To put the time thing in perspective, if we only count the titles included in the KPMG study, they translate into roughly 6.5 hours of viewable material per day for a whole year.  I don’t know any adults with full lives, jobs, responsibilities, etc. who have 6.5 hours a day, every day to watch TV shows and movies. The only people who have that kind of free time are children, who really shouldn’t be watching that much of anything, legally or otherwise.  And I suppose adults who possess great wealth might have that kind of time on their hands, but then they can afford all manner of access to media and are far more likely to spend their leisure time sailing or heli-skiing or something more exotic than six-plus hours a day watching TV and movies.  So, claims of scarcity by anyone in the US at least really need to be scorned and then ignored for the adolescent whining that it is.

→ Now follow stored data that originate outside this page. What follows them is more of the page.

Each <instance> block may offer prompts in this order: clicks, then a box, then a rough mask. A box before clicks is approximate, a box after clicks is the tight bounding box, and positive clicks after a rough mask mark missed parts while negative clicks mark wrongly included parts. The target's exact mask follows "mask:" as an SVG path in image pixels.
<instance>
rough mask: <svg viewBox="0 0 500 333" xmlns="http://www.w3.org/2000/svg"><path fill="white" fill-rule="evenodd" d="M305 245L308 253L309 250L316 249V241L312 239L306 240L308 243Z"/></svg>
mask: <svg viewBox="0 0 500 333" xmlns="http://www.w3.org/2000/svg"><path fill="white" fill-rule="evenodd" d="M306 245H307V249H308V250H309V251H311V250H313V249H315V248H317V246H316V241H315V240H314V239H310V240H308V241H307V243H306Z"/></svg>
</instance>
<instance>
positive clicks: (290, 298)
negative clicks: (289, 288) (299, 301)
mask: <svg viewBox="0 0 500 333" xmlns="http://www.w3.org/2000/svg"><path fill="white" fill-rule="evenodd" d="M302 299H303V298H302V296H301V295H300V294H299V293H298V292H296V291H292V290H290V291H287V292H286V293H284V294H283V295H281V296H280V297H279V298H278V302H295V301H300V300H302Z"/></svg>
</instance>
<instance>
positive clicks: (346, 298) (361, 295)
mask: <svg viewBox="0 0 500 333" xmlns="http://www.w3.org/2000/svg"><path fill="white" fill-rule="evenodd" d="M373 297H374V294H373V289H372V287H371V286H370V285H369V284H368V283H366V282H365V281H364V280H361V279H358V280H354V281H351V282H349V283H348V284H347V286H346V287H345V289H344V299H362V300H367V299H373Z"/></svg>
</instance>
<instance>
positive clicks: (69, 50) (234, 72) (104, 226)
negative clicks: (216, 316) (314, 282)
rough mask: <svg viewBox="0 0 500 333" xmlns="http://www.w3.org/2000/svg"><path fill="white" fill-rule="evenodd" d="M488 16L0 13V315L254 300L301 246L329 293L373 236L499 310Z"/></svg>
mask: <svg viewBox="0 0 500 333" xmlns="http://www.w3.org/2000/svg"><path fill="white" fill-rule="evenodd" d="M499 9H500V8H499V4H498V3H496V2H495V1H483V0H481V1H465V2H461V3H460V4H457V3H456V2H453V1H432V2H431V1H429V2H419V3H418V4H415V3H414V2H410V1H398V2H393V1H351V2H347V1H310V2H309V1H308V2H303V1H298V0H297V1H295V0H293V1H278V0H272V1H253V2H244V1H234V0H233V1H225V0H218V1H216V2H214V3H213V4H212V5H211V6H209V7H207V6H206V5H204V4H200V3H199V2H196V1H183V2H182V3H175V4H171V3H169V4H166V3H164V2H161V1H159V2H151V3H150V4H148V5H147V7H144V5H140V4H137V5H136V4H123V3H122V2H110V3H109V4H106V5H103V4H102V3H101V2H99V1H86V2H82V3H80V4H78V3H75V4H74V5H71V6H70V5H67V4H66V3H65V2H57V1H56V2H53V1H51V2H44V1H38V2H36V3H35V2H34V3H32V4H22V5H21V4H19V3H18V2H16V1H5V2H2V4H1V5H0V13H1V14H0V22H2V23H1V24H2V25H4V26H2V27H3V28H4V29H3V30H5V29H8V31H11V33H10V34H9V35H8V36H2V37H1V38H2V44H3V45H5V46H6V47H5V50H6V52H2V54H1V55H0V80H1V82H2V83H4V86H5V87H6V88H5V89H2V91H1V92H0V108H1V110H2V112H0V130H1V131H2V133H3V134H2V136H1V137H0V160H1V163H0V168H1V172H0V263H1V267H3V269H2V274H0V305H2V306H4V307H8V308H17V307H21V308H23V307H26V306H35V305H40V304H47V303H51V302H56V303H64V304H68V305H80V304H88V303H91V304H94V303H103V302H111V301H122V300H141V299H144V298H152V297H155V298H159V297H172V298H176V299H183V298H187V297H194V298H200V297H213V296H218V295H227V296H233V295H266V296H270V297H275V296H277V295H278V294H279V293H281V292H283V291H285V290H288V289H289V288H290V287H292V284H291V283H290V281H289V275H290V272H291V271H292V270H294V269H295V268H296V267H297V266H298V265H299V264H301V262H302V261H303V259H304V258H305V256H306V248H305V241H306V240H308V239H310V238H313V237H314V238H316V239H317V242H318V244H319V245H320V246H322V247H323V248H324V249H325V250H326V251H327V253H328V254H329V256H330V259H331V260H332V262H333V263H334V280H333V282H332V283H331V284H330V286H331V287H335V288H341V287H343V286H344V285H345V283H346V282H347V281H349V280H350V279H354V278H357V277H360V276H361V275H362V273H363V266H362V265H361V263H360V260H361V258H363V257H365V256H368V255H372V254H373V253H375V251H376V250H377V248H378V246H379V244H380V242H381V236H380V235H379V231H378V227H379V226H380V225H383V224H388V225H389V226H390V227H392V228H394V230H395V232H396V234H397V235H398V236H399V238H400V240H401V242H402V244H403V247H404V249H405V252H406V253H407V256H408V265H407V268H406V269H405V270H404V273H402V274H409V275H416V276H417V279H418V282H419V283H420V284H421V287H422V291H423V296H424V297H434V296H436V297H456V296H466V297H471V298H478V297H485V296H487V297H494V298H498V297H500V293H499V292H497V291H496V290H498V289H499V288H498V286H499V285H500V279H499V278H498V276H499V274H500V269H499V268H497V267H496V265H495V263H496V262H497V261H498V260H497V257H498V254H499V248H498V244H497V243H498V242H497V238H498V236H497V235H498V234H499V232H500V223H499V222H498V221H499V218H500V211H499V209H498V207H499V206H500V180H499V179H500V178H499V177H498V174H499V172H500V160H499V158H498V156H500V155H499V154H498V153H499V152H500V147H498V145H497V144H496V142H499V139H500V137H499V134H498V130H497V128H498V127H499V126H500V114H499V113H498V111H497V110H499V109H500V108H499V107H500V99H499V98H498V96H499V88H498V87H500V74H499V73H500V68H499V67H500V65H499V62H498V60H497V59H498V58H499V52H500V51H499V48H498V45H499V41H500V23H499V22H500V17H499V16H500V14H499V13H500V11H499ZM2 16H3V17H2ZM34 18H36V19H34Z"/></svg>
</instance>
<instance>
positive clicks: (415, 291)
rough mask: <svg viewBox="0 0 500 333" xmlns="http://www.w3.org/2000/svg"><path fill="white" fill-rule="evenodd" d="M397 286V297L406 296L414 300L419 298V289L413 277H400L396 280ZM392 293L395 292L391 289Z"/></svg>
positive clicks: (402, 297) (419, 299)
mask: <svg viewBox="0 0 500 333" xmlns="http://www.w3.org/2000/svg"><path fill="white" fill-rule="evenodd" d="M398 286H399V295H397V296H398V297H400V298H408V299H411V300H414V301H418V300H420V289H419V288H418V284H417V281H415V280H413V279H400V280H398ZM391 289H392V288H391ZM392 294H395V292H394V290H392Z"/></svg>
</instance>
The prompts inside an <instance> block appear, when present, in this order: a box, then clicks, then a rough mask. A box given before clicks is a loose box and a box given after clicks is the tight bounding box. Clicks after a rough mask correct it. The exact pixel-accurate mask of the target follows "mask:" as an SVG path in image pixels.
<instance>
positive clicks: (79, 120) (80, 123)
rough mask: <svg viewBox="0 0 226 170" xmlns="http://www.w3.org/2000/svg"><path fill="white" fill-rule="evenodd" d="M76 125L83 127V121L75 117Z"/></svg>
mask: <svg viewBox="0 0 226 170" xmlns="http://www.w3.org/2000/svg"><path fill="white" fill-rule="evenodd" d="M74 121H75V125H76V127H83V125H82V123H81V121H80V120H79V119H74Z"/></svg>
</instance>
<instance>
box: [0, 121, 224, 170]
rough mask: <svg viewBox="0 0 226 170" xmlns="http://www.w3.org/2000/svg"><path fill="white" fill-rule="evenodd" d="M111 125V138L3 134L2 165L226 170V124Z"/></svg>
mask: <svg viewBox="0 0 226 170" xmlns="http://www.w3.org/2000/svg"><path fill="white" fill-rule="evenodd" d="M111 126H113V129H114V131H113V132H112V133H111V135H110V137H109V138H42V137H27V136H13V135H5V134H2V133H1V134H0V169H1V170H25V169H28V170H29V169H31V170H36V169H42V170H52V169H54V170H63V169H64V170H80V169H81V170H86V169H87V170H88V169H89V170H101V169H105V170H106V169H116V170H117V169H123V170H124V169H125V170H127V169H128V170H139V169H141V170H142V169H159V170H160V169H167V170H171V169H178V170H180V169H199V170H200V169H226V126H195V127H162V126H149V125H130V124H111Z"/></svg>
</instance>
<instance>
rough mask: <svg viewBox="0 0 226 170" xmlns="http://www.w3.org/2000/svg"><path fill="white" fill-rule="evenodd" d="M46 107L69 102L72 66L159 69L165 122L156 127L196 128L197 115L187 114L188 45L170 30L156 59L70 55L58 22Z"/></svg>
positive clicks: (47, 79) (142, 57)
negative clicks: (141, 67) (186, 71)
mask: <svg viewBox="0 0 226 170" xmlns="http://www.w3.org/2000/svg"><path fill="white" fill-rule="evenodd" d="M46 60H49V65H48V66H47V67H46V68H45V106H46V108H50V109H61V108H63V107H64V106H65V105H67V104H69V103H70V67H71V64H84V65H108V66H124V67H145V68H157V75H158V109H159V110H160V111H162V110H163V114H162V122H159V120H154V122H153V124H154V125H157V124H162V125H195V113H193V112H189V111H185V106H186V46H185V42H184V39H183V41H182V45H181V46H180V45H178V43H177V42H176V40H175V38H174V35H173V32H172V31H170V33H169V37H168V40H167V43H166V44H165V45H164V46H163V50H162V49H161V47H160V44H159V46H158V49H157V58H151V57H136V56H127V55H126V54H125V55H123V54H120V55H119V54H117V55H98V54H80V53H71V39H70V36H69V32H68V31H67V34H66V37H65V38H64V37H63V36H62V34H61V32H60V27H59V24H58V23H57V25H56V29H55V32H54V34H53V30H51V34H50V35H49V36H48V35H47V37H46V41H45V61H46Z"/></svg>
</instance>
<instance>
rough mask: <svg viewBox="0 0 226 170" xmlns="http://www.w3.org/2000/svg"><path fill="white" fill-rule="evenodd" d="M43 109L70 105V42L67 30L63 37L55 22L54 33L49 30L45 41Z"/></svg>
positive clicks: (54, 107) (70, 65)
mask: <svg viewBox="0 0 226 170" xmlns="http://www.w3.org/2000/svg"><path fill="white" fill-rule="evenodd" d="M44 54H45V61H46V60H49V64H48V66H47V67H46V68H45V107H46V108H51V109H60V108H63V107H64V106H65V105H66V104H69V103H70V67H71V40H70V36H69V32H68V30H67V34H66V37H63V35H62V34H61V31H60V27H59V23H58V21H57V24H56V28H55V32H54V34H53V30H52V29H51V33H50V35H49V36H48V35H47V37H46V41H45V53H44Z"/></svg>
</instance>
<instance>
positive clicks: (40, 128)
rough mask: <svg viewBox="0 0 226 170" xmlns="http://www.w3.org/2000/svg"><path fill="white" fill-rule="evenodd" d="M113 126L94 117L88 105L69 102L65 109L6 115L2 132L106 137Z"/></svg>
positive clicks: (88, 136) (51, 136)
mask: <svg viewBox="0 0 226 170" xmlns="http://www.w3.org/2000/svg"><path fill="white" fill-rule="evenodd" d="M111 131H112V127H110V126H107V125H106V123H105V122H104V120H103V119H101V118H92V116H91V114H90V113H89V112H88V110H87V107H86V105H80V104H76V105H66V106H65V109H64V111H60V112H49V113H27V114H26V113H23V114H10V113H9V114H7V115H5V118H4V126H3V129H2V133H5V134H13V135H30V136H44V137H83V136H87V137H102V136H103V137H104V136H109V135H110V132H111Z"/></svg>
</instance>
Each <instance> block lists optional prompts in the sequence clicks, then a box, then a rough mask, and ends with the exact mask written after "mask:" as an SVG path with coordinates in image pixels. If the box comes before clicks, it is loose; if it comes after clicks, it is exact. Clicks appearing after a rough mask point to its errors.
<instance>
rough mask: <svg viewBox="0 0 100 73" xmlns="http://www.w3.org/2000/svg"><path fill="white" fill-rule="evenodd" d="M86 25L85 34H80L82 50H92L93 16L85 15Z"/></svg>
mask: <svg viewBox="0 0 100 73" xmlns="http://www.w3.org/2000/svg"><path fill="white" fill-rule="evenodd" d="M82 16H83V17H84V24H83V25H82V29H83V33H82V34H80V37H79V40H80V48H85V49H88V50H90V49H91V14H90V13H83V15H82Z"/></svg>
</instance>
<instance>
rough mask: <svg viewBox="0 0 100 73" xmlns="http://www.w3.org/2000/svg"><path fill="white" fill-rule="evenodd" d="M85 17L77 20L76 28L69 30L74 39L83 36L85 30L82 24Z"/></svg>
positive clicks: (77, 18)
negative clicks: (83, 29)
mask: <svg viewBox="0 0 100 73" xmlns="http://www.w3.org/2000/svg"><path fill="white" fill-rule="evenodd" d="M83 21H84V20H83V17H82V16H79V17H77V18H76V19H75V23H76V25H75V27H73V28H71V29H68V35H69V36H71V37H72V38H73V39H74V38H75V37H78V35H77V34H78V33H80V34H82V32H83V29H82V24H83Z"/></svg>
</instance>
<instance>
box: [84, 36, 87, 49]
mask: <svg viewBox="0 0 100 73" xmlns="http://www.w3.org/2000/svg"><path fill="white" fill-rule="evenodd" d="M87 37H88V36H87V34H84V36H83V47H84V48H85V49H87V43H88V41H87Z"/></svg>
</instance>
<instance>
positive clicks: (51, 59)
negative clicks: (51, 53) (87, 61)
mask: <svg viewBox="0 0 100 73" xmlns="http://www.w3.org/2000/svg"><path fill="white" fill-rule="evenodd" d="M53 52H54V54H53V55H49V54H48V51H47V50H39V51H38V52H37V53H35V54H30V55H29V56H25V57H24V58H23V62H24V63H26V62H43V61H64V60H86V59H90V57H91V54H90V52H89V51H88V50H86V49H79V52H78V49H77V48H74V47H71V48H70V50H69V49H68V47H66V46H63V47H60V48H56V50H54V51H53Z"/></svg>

One aspect of this subject I do find interesting is that despite chronic claims by various pundits and consumers that legacy industries need to “adapt,” the filmed entertainment industry has actually responded very rapidly to changes in viewer habits and desires as consequences of changes in technology.  In fact, industry-wide modifications and even experiments in distribution have been virtually in synch with advancement in the capacity to send and receive high-quality video signals worthy of our high-quality monitors and televisions.  One chart on Page 8 of the KPMG report shows a trend in decreased time between primary and secondary release of motion pictures, and this downward curve over the period studied more or less matches the technological improvements that make services like Netflix and iTunes work in the first place.  When you consider the scope of these industries as well as the number of potential stakeholders in a particular title (e.g. the number of licensees involved), the industry as a whole has actually done a pretty good job of keeping up with the times.  I get that there remain a number of Veruca Salts out there singing “I want it now,” still unsatisfied perhaps with a three-month window between a theatrical release and a low-cost, online rental; but certain demands are  simply unreasonable if we’re to have a market at all.  Of course, while waiting for that one title to become available, the KPMG report shows that even Veruca has legal access to about 585 hours of other things she can watch.